Devoured is an intriguing historical murder mystery. D. E. Meredith has clearly done a great deal of research, both into the Victorian period in general and into the early days and development of forensic science in particular. The level of detail that she provides gives the novel a real air of authenticity and the period tone is maintained throughout the entire story. While authors are often good at recreating the place and material circumstances that provide the setting for historical fiction, recreating the speech patterns and dialogue choices of the time is often far harder. Happily, Meredith's writing doesn't falter when it comes to dialogue and so there are no jarring misstatements to distract the reader from the story.

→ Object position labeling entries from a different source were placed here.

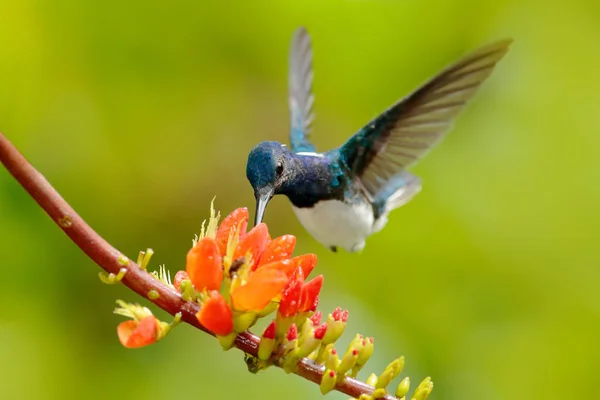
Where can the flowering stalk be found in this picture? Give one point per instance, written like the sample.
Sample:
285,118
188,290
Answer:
158,289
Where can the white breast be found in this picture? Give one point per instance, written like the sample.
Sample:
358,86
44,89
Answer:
334,223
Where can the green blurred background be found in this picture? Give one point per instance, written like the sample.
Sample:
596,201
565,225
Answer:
140,112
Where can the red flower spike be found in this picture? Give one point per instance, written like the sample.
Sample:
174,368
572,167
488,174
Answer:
215,315
134,334
204,265
231,222
179,276
253,243
316,318
292,333
270,331
261,287
337,314
344,315
292,295
307,262
320,331
310,294
280,248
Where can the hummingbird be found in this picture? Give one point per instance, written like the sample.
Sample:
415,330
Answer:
344,195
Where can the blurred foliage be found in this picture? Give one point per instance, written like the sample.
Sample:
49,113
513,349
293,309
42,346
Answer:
140,112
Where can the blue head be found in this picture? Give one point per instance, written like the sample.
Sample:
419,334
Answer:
268,169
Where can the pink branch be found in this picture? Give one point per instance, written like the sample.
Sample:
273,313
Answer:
136,279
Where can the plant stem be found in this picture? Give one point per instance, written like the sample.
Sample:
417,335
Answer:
136,279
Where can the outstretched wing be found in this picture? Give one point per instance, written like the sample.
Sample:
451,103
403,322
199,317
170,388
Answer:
407,130
301,97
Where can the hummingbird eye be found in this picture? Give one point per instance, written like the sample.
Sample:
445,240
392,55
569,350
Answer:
279,168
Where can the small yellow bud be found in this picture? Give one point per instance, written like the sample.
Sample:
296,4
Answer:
403,387
423,390
328,381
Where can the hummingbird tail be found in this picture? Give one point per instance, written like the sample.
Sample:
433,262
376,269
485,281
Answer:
398,191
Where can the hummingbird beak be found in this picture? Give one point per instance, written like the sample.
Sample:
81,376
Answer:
262,199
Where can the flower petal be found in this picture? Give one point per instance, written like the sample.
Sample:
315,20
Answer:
280,248
253,243
232,221
215,315
262,286
307,262
204,265
310,294
286,266
179,276
133,334
291,296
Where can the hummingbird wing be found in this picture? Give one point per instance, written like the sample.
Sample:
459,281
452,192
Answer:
300,86
406,131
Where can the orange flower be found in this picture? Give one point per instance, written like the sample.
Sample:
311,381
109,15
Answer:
134,333
204,265
252,244
257,269
299,296
310,294
215,315
280,248
290,299
262,286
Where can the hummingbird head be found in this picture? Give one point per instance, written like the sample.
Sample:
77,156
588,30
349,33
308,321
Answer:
268,169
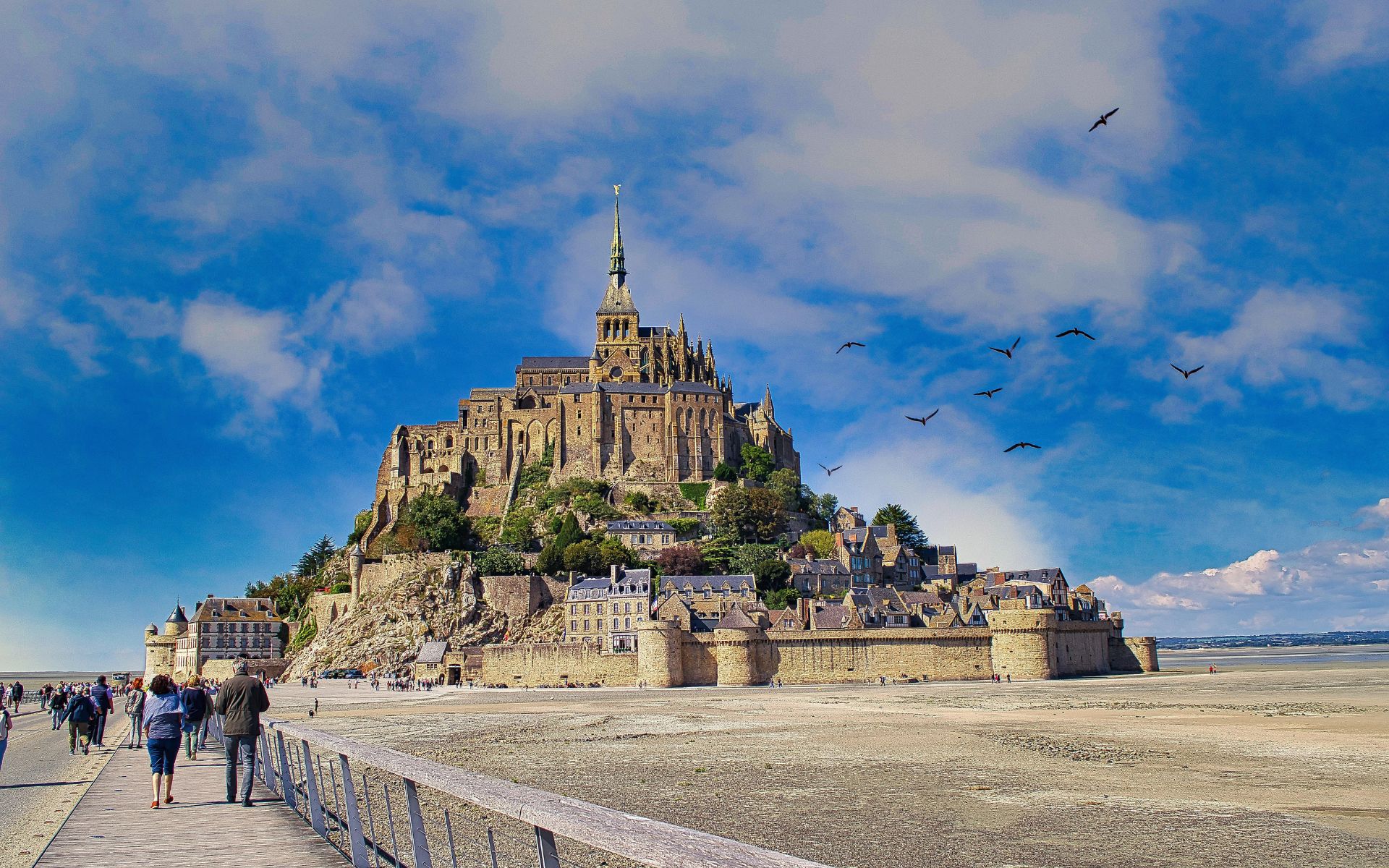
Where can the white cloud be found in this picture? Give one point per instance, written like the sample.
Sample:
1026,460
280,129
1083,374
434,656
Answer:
1328,585
253,352
1341,34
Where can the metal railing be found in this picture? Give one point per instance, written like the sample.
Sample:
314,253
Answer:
367,801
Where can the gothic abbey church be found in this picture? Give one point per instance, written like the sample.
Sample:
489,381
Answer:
646,410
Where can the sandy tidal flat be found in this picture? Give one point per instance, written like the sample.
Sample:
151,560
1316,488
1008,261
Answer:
1265,765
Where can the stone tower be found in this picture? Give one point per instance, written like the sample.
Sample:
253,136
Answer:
354,560
660,655
1021,642
736,644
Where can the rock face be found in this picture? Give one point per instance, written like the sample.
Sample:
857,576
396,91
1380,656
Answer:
386,628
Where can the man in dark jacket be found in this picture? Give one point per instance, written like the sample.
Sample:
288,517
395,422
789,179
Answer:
241,700
102,702
80,714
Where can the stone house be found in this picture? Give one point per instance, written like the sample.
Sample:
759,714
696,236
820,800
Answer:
608,611
646,538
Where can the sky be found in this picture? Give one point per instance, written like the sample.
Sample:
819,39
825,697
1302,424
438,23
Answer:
241,243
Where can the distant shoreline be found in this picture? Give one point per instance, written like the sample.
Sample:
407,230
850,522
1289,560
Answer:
1274,641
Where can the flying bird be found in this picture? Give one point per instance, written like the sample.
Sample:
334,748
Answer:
1076,332
1103,122
1008,352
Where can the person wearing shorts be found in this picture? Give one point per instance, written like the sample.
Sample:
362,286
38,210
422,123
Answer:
163,735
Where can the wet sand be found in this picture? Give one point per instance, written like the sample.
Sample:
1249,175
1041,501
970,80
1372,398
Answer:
1277,764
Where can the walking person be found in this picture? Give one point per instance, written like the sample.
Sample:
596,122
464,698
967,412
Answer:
6,726
163,732
80,714
195,710
102,700
241,703
135,710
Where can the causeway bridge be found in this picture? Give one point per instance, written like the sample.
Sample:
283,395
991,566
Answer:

The mystery surrounding the death of Lady Bessingham is perhaps a little slow to get going as there is quite a bit of scene setting and basic character building at the beginning of the book. However, this slow build-up really helps to establish the period setting and to introduce Hatton and Roumande as deep, sympathetic characters. This slow beginning could also be due to the fact that Devoured is the first book in a proposed series featuring the forensic duo and so is tasked with firmly establishing the characters in readers' minds. There's actually not that long to wait to see how other Hatton and Roumande mysteries develop as their second adventure, The Devil's Ribbon, is due to be published in February 2013.
Although Devoured may begin slowly, the investigation into Lady Bessingham's murder does ultimately involve plenty of action as Hatton and Roumande investigate a host of nefarious characters and challenge accepted societal mores. The process of identifying the killer involves some truly ingenious detection and the story twists and turns from the darker side of the docklands to the steamy jungles of Borneo to the gentile drawing rooms of Victorian London's upper class. Hatton and Roumande's investigation leads them to face plenty of danger and dubious dealings, with the conclusion to the mystery being disturbingly dark. Devoured is a great beginning to what could potentially be an excellent historical mystery series.
on 17 August 2014
I was looking forward to this book - It's not very often I don't finish a book - well hardly every, but I stopped reading this when I wasn't even half way through. I love Victorian murder mysteries, but this just focused to much on the specimen collecting which the author obviously had knowledge and expected the reader to have the same passion - it was just boring and I don't know if it was just me, but by the time I gave up reading it - I knew who had done it..............so I won't even give the second book a go I'm afraid.